Apsalar herhalde. Şaşırdım bu kısmı okuyunca, beklemiyordum. 
Bu ikili favorilerim arasına girdi hemen. Sonraki kitaplardaki rollerini çok merak ediyorum.
Bu bölüm gerçekten kitabın en can alıcı noktasıydı. Dehşet içinde okudum, her şey çok gerçekçiydi. Bir yandan da nasıl öylece durabilirler diye kendi kendime isyan ettim. Pormqual’ın bu derece aptal olmasını beklemiyordum, o rütbeye nasıl gelmiş bu aptallıkla…
Bu kısımda o kadar kafam karıştı ki. Ne olduğunu hala tam oturtabilmiş değilim. Laseen şahsen orada mıydı, değil miydi? Değilmiş galiba. Kalam, Laseen’in orada olmadığını anladı mı anlamadı mı? Peki Laseen’in peşini bırakması fazla kolay olmadı mı yani? Laseen sandığımız kadar kötü değil miymiş? Ne düşünmem gerektiğini bilemedim hiç, arada kaldım.

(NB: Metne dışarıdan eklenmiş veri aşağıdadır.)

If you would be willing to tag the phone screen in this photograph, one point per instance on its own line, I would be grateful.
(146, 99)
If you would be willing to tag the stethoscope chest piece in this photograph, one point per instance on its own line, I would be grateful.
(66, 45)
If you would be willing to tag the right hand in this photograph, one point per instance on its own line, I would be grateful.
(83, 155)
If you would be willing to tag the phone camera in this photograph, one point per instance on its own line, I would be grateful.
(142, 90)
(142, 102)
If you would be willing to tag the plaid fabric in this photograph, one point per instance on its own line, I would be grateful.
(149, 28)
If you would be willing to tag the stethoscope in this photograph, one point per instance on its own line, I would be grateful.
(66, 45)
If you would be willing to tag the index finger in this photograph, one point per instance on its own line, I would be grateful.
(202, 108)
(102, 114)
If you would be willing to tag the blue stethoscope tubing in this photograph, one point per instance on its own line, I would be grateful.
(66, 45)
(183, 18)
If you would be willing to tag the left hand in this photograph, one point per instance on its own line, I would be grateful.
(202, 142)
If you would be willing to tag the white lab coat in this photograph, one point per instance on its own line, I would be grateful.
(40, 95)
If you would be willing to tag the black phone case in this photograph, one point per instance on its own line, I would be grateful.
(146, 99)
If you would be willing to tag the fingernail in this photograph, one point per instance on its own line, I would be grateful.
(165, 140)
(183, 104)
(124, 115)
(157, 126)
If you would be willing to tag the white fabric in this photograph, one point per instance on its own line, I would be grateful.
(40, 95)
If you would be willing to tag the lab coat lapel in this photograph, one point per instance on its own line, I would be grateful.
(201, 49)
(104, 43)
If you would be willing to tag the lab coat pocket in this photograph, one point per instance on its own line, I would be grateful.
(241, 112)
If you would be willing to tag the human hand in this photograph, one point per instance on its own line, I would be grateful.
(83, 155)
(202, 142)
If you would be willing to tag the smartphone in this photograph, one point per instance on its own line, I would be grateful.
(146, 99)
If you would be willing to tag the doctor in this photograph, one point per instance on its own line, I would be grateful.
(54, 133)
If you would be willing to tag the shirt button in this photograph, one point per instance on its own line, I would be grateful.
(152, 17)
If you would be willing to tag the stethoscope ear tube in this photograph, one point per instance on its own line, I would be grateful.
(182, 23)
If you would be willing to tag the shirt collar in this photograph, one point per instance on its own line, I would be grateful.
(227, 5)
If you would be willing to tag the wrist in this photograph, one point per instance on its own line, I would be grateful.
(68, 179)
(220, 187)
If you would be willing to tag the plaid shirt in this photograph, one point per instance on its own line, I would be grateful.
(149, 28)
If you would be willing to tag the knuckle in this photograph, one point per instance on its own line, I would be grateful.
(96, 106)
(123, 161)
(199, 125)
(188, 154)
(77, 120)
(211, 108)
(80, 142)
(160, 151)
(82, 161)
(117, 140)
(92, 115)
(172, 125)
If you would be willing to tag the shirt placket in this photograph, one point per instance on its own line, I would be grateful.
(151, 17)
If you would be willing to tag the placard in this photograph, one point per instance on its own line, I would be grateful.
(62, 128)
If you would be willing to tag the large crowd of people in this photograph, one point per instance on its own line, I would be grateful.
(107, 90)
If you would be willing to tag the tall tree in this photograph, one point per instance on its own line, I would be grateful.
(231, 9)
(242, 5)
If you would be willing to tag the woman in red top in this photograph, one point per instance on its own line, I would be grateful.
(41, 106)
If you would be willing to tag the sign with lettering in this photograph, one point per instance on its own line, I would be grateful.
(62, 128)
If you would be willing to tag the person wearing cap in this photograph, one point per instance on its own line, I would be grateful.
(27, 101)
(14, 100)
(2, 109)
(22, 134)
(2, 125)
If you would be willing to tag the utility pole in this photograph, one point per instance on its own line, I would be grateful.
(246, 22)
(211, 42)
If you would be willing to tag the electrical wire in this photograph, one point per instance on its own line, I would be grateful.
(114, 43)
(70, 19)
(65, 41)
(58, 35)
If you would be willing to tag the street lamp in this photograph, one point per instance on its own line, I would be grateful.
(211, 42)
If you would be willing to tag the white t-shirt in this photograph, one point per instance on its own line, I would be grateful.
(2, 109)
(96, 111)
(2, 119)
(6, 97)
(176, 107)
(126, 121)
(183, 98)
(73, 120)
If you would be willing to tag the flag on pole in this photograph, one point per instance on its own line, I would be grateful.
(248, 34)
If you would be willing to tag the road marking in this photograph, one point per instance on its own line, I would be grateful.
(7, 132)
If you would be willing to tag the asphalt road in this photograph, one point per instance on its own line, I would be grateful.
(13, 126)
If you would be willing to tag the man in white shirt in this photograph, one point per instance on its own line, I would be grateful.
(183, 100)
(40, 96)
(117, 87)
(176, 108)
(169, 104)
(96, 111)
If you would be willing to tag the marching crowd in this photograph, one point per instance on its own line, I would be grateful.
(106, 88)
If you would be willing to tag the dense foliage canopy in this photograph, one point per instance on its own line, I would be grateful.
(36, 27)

Son bölümlerde açığa çıkanlar şaşırtıcıydı, art arda geldi hepsi. Gothos ve Dujek’e çok şaşırdım. Karakterlerin seçtikleri yollar da aynı şekilde, aklımın ucundan geçmeyecek şeyler oldu. Özellikle Kalam’ın Minala ile 1300 çocukla ilgilenecek olması… Apsalar ve Crokus ise var ama yok gibiydiler bu kitapta. İkisinin de ilk kitaptaki öneminden sonra burada yardımcı karakter gibiydiler. Evlerine dönmeleri de serideki rolleri bitmiş gibi hissettirdi ama umarım bitmemiştir.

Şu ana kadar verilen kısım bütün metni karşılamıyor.